DNA – The Promise & The Price

January 26, 2009
"A child born in 1953, the structure of DNA has just been discovered. 1989 and this babies genetic fingerprint can be identified. The first single gene for Huntington's disease has been discovered. 2003 this child's entire genetic code can now be read and faulty genes in his DNA can be adjusted. Another birth, but this time no ordinary miracle. The babies sex and eye colour were decided before she was conceived; also her hair, the shape of her nose and her intelligence. The date of her birth? Perhaps only a few years from now. She's born from a revolution in genetics. A revolution where each new step brings new questions of ethics and responsibility. And as the promises of the science gets greater, so do the questions for all of us get bigger."

Narrator Bill Paterson: "A child born in 1953, the structure of DNA has just been discovered. 1989 and this baby's genetic fingerprint can be identified.
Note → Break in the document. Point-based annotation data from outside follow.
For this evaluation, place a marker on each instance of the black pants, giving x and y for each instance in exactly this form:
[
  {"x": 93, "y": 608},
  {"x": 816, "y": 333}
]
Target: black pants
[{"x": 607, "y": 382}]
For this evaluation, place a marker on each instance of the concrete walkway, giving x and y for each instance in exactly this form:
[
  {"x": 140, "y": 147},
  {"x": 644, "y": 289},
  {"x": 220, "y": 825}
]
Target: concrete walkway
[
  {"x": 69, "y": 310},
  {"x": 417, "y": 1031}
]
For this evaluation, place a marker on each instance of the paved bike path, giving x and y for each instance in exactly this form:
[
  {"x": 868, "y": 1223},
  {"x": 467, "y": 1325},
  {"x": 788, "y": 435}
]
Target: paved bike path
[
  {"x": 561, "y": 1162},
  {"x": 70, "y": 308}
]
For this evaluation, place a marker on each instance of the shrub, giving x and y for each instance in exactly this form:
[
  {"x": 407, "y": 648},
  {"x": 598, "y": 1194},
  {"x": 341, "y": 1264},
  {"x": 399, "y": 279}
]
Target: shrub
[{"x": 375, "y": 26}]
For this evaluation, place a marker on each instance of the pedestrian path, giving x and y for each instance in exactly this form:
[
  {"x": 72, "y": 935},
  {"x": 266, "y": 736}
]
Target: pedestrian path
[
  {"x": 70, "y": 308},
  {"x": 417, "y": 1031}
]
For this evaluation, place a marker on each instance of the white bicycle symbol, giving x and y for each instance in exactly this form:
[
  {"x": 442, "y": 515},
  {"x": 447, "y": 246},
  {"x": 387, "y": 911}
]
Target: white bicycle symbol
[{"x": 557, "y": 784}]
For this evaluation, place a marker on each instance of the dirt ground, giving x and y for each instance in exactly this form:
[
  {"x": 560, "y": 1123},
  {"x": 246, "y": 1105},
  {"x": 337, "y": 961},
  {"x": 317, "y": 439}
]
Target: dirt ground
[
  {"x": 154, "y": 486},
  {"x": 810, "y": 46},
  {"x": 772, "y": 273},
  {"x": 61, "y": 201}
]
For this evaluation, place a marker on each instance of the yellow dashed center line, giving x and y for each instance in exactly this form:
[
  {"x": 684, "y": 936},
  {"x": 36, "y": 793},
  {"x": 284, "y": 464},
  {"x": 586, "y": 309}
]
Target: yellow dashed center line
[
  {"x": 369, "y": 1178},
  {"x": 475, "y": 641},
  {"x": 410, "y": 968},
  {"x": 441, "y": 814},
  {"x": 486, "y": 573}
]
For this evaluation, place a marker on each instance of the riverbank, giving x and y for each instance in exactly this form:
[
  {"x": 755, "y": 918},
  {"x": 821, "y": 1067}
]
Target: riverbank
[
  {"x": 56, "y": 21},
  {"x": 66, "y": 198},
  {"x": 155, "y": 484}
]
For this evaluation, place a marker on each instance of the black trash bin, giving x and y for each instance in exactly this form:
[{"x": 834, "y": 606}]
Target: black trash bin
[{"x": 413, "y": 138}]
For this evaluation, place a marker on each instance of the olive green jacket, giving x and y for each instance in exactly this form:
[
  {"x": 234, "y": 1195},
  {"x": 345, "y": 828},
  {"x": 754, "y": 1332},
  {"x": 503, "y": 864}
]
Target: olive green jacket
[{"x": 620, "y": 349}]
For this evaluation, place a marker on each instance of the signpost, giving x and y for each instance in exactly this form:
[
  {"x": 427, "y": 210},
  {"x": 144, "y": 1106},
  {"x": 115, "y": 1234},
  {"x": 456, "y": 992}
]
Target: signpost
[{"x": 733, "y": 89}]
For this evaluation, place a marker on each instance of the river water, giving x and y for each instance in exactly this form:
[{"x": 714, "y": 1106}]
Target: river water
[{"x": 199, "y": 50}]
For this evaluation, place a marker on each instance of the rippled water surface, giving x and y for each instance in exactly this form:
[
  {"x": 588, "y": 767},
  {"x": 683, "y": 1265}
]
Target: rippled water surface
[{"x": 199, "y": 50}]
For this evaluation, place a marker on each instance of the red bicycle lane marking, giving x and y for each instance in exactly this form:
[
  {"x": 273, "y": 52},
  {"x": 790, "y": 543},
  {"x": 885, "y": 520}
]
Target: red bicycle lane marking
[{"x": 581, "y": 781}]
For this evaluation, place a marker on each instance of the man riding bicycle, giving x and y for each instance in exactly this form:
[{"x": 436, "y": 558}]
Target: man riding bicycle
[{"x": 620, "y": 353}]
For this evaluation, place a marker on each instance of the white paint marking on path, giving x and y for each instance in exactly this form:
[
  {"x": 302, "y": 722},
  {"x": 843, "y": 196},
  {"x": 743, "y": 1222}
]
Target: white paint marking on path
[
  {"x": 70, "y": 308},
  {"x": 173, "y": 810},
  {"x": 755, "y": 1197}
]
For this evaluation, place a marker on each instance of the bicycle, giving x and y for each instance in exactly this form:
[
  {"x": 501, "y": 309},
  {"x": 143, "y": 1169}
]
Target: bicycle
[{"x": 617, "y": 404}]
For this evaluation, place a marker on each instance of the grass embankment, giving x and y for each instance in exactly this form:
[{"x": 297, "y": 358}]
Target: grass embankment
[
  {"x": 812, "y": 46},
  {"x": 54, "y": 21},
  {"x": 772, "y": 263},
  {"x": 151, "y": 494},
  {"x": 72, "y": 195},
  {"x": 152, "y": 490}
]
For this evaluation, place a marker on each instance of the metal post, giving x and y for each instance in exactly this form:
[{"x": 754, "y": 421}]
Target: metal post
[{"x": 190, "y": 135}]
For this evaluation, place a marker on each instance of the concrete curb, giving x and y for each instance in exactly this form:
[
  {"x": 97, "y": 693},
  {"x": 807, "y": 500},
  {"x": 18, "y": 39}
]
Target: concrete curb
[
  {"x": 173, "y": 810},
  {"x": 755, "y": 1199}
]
The first single gene for Huntington's disease has been discovered. 2003 this child's entire genetic code can now be read and faulty genes in his DNA can be adjusted. Another birth, but this time no ordinary miracle. The baby's sex and eye colour were decided before she was conceived; also her hair, the shape of her nose and her intelligence. The date of her birth? Perhaps only a few years from now. She's born from a revolution in genetics. A revolution where each new step brings new questions of ethics and responsibility. And as the promises of the science gets greater, so do the questions for all of us get bigger."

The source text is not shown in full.